The first time a Miami infant went to the hospital, he had suffered a broken leg his mother said was the result of a fall from a chair. Child protection workers did not act.
Investigators never knew about the infant’s second injury, a cracked rib.
The boy’s third injury nearly killed him.
On Thursday, a Miami-Dade child welfare judge blasted the Florida Department of Children & Families for failing to take any action to protect the boy until it was too late. The child was removed from his mother’s custody earlier this month after he suffered the life-threatening laceration of his liver. Judge Rosa C. Figarola said in court the child’s liver had been “severed.”
“You’re lucky you’re not at a funeral right now,” Figarola fumed at a hearing over the fate of the boy, whose first birthday was Monday.
Thursday’s hearing took place as DCF administrators were already under enormous scrutiny.
Beginning in May, four small children who previously had been the subject of DCF investigations died within a six-week period. The deaths — all but one in Miami-Dade and Broward counties — occurred just as the department was set to unveil a child protection “transformation” that DCF Secretary David Wilkins insists will dramatically improve the agency’s record at keeping children safe.
On Thursday, Wilkins announced that his chief of staff, Amanda Prater, had left the agency. Jane Johnson, the department’s child abuse prevention coordinator and a former director of the state’s Agency for Persons with Disabilities, will replace Prater.
NOT AT FAULT
Johnson entered the fray Thursday by insisting to reporters that DCF was not the culprit in the recent tragedies.
“When a child dies,” Johnson told The Florida Times-Union, “it’s not because DCF dropped the ball. It’s because their families failed to protect them.”

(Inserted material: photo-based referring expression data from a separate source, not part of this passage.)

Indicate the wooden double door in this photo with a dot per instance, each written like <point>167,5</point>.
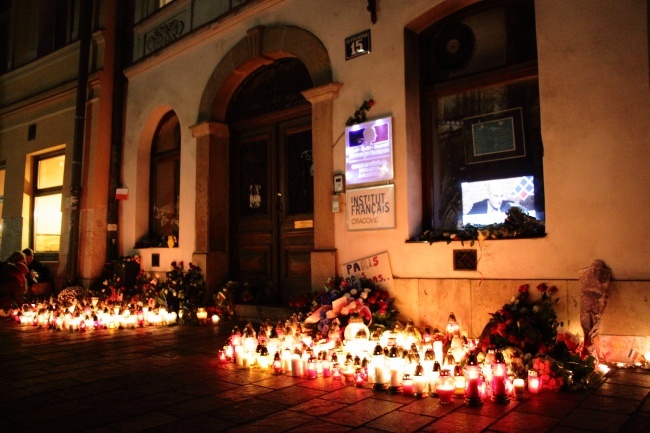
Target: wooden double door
<point>272,205</point>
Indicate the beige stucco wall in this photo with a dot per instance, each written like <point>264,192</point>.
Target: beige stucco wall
<point>595,99</point>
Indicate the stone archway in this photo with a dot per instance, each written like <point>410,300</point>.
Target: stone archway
<point>262,46</point>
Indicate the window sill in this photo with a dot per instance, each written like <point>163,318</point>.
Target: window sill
<point>517,225</point>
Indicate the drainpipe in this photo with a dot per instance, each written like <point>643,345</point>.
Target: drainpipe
<point>119,84</point>
<point>85,17</point>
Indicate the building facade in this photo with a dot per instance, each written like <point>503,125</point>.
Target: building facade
<point>235,132</point>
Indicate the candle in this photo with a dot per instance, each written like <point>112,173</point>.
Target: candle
<point>437,350</point>
<point>445,392</point>
<point>277,363</point>
<point>459,386</point>
<point>518,387</point>
<point>407,385</point>
<point>239,355</point>
<point>311,368</point>
<point>498,384</point>
<point>327,369</point>
<point>533,382</point>
<point>360,377</point>
<point>296,365</point>
<point>336,371</point>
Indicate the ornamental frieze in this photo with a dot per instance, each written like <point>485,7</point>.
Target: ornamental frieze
<point>164,34</point>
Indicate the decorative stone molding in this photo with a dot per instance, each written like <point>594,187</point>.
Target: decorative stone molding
<point>164,35</point>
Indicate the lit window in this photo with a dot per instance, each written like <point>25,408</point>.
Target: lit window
<point>165,179</point>
<point>481,115</point>
<point>2,199</point>
<point>47,203</point>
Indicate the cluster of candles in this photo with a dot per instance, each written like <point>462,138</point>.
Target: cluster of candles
<point>98,315</point>
<point>398,361</point>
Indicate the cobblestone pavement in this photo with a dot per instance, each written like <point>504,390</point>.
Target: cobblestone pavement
<point>167,379</point>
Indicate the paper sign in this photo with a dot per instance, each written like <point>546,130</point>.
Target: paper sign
<point>621,348</point>
<point>375,268</point>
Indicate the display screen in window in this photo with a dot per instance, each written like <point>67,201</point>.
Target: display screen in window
<point>50,172</point>
<point>47,223</point>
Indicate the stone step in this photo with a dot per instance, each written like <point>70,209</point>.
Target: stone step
<point>259,313</point>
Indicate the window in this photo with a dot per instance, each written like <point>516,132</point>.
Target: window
<point>48,183</point>
<point>165,179</point>
<point>481,122</point>
<point>5,13</point>
<point>2,199</point>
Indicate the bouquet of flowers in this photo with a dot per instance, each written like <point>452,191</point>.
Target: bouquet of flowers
<point>526,331</point>
<point>333,307</point>
<point>525,323</point>
<point>182,291</point>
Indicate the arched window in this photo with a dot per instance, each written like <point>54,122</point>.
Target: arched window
<point>165,180</point>
<point>481,129</point>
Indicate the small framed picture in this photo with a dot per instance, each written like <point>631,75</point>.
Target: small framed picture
<point>494,136</point>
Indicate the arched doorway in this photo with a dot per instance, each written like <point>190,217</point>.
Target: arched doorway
<point>271,182</point>
<point>261,47</point>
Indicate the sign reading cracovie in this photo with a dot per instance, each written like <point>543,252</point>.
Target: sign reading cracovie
<point>371,208</point>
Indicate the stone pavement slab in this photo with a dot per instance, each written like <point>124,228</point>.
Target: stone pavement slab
<point>168,379</point>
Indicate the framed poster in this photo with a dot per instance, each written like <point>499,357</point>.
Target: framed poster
<point>370,208</point>
<point>375,268</point>
<point>369,152</point>
<point>494,136</point>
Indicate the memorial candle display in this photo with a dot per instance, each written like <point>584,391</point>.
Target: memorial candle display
<point>445,387</point>
<point>533,382</point>
<point>518,388</point>
<point>472,392</point>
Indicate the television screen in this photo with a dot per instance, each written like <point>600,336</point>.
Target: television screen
<point>487,201</point>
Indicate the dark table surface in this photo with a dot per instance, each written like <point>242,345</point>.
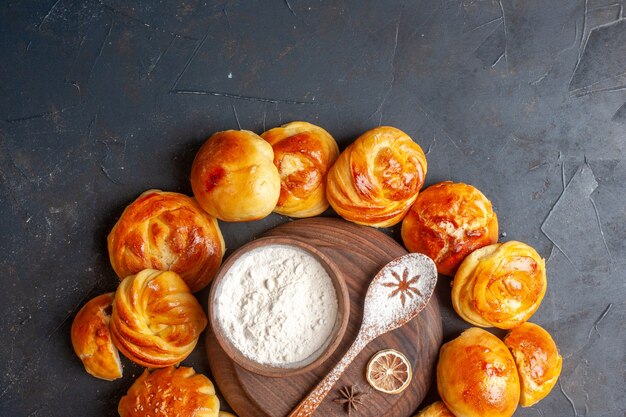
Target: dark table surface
<point>101,100</point>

Figarola, who pronounced herself “very disturbed” by the latest case, said the injured infant is further evidence of system-wide failures at the long-troubled agency.
“The allegations that there are systemic issues at play here, honestly, are being substantiated,” the judge said. “The checks and balances are not working. We’re lucky we don’t have another death in our county.”
Both the infant and his 4-year-old sister — who are not being named by the Miami Herald to protect their privacy — were sheltered by DCF last week after the infant was hospitalized.
The most recent incident is being investigated by the Miami Gardens Police Department.
About two weeks ago, the department received a call from Jackson North Medical Center that the youngster had suffered a lacerated liver, as well as a “healed” rib fracture, said Police Detective Elio Tamayo.
The baby was transferred to Ryder Trauma Center. No charges have been filed.
The little boy first came to DCF’s attention three months ago, Figarola said, when he was hospitalized with a broken femur, or thigh bone. The boy’s mother told a DCF investigator that she had been sitting with him in a chair, got up, and left him there. She suggested he broke the bone when he fell off the chair.
When the infant’s case first appeared in Miami’s child welfare court, Circuit Judge Cindy Lederman, a nearly 20-year veteran of the children’s bench, immediately asked DCF administrators to review the case.
“A broken femur in April and now an acute lacerated liver and rib fracture?” Lederman wrote in an email obtained by the Herald under the state’s public records law. “FOR AN ELEVEN MONTH OLD,” she added.
Lederman ordered DCF to file a petition seeking to strip the boy’s parents of their right to raise him.
Carolyn Cornelius, a DCF investigator who is looking into how the boy’s liver was torn, said the agency closed the case because the state Department of Health’s Child Protection Team, which examines children for evidence of abuse and neglect, found the mother’s story credible. Before doing so, DCF offered the mother subsidized child care — which, she said, the mother refused.
In hindsight, Cornelius said, the Child Protection Team’s Miami chief, Walter Lambert, “does think it should’ve been a different finding previously, and they are certain now that this constitutes child abuse.”
Likewise, Cornelius added, had she been the investigator in the April incident, she would have done more to protect the baby.
“Had I worked it, it would’ve been totally different,” the investigator said.
Figarola blasted the agency for offering the mom only free day care, and other “services” that the investigator said she could not specify.
“She left her baby in a chair unattended,” Figarola said. “Even believing the best of this mother … the only service you offered was child care, and, when she refuses, you leave her alone.”
Before the hearing ended, members of the youngster’s family and close friends asked Figarola to allow them to visit the boy. Figarola became angry , wondering why none of them had stepped in to prevent abuse of the child.
With a severed liver, the judge said, the baby likely would have bled badly — which Cornelius confirmed. Anyone who changed the youngster’s diaper would have seen the blood.
“No, no, no!” the judge said. “Have you heard anything we’re saying?”
‘COVERING IT UP’
“Nobody who had contract with these poor little babies will have contact now,” the judge stipulated, referring to both the infant and his older sister. “Something happened to this child, and nobody is owning up to it, and people are covering it up … Now you can express all the concern you want, but when the baby needed someone, no one was there.”